Why not use the page object pattern?

The page object pattern is a design pattern for creating a code API abstraction around web pages to simplify their usage in GUI tests.

SeleniumDirector uses a “selector configuration pattern” where element selectors (id, css, xpath, etc.) are grabbed from a configuration file while the actual actions on HTML elements are not abstracted at all.

The idea of the page object pattern is is to enact a separation of concerns between the code that interacts directly with HTML and the code which interacts with the web application.

While identifying a real problem and proposing a solution that works to solve that problem, it is not the most elegant solution to that problem. There are three major problems with this approach:

It separates the wrong concerns

Every script script that interacts with a web page performs a series of actions on a set of elements. While the the process to locate those elements is a complex process that benefits from being abstracted, the actions performed on them are, by and large, not. The elements are clicked, they have text entered or one element is dragged on to another, etc.

What is often obvious to the user (e.g. username text box) is often ambiguous to code. This is, in part, because HTML’s design did not make this easy. However, HTML is here and we’re stuck with it so we need to deal with it and isolating that complexity is a smart approach.

Selenium has a number of different kinds of selectors (ID, class, attribute, xpath) each of which is appropriate to use in multitude of different situations. None of this is remotely interesting to anybody except the person writing or debugging the test - users just want to grab elements and perform actions upon them.

Whether an element is grabbed by a class selector or an ID selector is of no importance to the end user, but precisely what is done with that element is important.

Separating the concern of “how to grab an element” from “what to do with it” thus makes more sense than separating the concern of “interacting with HTML” from “interacting with the web page”.

It leads to important details about the test’s interaction being concealed by vague abstractions

The user might click, enter text, drag and drop, scroll to, etc. Whatever you do with an element that is part of the specification.

A clear example of this anti-pattern can be seen in this tutorial, ironically titled “how to write better acceptance tests”.

The page object for “Todo” has a step “create”. How is the todo created though? What did the mock user do while they were creating? Can you tell from the scenario? Nope. You have to dig in to the code in order to do figure out what happened.
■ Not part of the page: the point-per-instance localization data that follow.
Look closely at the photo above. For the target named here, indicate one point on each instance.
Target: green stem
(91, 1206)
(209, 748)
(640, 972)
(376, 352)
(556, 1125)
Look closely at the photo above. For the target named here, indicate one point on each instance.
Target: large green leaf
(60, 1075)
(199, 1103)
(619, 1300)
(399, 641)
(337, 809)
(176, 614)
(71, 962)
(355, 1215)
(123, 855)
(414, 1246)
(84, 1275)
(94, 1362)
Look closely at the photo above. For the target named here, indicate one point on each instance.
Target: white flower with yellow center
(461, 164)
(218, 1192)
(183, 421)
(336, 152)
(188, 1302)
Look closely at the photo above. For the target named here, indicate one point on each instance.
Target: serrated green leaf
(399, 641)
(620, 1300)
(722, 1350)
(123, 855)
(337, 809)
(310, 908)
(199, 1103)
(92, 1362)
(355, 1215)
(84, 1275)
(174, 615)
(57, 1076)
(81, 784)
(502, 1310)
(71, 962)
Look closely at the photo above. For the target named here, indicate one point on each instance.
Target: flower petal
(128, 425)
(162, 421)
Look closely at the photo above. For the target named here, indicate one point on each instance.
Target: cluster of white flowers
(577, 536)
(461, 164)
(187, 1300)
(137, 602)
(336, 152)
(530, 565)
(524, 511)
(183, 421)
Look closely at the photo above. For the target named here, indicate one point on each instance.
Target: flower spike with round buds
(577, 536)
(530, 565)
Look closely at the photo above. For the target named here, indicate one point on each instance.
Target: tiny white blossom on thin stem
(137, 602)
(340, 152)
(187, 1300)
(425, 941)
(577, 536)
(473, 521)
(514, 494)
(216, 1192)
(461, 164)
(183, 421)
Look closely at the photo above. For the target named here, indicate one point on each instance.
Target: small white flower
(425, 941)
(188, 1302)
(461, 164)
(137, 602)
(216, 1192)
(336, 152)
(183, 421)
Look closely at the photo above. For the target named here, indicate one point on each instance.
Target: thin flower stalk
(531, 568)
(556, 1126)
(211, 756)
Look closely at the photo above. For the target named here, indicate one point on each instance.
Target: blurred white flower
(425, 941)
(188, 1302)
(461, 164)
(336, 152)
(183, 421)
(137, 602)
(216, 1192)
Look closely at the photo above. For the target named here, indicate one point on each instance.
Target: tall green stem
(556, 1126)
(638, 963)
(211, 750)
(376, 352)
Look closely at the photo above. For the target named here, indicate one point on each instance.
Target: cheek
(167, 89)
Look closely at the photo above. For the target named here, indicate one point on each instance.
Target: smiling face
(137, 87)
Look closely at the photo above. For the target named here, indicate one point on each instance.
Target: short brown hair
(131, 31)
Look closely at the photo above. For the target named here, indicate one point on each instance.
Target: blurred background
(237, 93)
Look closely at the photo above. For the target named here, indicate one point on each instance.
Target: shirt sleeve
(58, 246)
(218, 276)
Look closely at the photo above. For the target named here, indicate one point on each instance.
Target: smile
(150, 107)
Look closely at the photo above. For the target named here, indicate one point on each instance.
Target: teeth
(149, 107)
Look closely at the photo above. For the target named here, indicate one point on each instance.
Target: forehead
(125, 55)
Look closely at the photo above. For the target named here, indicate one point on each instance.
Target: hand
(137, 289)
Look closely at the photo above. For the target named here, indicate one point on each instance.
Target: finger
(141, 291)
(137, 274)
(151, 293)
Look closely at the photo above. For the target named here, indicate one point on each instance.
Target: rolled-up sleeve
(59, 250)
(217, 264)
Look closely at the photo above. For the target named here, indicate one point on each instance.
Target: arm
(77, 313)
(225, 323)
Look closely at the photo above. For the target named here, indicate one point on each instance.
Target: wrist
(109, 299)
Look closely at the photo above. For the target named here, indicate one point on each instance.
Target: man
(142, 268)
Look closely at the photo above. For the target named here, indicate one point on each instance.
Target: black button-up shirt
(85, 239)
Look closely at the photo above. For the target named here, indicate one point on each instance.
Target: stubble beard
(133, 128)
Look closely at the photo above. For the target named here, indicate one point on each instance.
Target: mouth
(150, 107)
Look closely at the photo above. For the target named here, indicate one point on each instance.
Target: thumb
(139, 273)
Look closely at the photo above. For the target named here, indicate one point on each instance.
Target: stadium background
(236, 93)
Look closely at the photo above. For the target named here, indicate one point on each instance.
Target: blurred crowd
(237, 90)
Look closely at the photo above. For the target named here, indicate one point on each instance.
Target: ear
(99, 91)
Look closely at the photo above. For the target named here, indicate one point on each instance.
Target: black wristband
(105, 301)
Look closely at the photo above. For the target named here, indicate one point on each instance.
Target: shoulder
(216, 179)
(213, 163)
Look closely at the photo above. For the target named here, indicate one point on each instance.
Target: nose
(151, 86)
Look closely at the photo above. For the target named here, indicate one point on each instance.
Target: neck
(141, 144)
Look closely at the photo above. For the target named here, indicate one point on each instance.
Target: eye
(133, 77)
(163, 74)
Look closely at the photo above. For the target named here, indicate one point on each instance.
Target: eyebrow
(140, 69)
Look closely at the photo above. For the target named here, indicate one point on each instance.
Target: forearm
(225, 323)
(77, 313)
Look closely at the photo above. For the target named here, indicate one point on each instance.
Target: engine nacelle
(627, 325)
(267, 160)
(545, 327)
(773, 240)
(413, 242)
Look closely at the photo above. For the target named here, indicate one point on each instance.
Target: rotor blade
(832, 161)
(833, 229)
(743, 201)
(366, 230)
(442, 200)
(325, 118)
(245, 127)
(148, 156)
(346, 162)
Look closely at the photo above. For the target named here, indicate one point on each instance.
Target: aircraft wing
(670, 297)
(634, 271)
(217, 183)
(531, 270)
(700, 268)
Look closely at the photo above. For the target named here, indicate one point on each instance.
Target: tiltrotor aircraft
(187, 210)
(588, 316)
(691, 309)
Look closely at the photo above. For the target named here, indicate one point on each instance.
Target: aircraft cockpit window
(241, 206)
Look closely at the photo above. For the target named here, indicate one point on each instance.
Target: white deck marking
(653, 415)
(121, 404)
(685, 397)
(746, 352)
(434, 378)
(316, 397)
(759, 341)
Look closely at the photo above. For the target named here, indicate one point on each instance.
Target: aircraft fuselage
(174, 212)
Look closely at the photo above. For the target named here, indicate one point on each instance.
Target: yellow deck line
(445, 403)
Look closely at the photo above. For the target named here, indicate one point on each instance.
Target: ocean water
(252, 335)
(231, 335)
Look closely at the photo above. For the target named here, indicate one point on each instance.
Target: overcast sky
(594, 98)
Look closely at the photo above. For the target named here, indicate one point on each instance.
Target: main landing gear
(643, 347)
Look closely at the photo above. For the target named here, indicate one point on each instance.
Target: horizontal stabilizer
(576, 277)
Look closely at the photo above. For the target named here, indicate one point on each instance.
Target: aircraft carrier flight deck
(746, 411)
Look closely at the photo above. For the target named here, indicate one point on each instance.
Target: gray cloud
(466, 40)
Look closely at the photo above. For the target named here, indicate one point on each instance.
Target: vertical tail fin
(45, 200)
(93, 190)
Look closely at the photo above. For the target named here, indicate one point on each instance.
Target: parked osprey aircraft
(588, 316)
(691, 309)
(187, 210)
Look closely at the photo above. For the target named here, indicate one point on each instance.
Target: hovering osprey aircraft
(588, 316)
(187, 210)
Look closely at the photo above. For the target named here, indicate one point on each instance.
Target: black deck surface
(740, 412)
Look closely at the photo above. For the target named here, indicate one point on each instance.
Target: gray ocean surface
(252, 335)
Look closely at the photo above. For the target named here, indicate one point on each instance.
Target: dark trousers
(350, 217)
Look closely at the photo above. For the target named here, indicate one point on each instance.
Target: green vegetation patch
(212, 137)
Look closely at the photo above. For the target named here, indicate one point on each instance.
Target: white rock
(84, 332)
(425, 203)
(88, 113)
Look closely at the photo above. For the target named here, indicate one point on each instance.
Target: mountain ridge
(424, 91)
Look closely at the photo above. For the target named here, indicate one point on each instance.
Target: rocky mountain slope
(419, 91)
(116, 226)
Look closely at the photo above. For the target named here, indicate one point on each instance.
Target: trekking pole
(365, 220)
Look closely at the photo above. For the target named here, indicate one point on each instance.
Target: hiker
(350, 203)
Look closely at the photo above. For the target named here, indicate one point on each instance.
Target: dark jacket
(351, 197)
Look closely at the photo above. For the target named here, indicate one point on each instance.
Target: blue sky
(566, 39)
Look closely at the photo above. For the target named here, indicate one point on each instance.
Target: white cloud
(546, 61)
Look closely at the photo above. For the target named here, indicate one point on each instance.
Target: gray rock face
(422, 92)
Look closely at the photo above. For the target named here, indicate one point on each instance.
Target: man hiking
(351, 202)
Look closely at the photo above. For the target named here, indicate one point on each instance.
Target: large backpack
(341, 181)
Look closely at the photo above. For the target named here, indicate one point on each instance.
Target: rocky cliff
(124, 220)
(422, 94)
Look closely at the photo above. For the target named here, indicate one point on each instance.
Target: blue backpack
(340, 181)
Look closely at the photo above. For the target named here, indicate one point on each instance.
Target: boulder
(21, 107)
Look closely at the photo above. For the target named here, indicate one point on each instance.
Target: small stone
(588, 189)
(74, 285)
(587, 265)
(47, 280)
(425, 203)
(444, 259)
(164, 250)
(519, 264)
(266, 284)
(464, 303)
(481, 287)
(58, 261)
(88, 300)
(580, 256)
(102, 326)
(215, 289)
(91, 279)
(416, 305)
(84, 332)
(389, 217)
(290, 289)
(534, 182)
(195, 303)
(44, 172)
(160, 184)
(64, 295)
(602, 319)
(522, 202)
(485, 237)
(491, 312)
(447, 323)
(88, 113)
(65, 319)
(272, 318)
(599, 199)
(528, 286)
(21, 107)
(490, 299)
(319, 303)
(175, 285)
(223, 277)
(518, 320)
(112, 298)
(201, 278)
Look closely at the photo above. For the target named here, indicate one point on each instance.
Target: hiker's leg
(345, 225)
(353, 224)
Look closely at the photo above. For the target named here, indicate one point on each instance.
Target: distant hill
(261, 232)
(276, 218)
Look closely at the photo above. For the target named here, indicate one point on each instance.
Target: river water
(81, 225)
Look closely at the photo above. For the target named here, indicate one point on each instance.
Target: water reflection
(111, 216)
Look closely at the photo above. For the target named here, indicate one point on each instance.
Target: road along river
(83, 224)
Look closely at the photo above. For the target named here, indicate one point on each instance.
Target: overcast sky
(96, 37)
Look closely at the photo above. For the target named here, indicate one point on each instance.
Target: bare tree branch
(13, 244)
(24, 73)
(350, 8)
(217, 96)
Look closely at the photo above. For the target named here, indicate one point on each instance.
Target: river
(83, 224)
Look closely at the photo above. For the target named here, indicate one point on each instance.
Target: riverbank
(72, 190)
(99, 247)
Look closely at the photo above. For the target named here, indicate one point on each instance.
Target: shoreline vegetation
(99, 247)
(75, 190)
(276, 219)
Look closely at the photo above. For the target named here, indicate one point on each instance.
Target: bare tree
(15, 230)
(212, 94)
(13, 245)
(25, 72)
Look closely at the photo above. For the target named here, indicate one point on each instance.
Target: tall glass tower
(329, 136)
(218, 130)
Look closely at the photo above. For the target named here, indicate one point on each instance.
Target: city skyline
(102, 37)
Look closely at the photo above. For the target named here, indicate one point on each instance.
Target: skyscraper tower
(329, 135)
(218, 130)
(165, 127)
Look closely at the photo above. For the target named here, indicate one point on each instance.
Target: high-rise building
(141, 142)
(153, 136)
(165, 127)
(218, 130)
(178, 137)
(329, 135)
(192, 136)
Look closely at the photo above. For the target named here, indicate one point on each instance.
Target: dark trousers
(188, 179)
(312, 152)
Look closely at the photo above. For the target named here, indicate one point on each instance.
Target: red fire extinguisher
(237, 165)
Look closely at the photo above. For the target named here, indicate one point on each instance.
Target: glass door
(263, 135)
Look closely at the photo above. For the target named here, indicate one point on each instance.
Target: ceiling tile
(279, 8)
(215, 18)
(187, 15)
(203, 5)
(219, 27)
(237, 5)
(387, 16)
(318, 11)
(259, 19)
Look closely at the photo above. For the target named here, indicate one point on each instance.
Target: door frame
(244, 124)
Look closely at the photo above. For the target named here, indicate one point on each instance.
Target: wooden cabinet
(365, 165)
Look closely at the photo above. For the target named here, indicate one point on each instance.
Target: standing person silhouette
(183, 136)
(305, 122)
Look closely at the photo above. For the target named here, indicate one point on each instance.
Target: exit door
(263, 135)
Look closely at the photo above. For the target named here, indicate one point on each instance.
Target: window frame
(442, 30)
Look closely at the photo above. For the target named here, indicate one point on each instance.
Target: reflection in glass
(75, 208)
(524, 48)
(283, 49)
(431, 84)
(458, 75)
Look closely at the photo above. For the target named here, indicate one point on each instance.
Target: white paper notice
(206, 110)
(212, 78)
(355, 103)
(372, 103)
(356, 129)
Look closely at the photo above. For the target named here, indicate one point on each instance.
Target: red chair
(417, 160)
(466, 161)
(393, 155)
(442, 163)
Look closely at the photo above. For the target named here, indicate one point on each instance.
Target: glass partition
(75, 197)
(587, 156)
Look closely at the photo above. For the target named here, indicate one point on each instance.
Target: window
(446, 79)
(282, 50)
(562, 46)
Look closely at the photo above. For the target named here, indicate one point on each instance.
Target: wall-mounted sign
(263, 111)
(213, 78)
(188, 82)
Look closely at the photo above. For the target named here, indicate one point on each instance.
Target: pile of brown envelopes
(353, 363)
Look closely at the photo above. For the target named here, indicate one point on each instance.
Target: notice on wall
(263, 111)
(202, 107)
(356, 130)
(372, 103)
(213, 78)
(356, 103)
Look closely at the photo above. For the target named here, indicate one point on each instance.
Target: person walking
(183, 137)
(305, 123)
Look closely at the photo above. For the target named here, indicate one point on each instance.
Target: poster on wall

It literally just gives you the most abstract view possible, which would not be enough for the “customer” (say, the CEO of this todo-app business) to know if it did what they wanted.

Of course, this is still a tendency and it is entirely possible to create page objects that do not do this. Sadly, this is a tendency that is frequently actively encouraged as a “best practice”.

The page object pattern leads to more code than is necessary

In the page object pattern every page is a class and every action is a method. If you have an application with a lot of pages and a lot of potential actions that can lead to thousands of extra lines of turing complete code to maintain.

Part of the idea behind seleniumdirector is to reduce to configuration what would otherwise be code without losing the necessary expressivity to perform all of the same actions. This means that it is not only simpler to maintain for programmers, it can potentially be maintained by non-developers.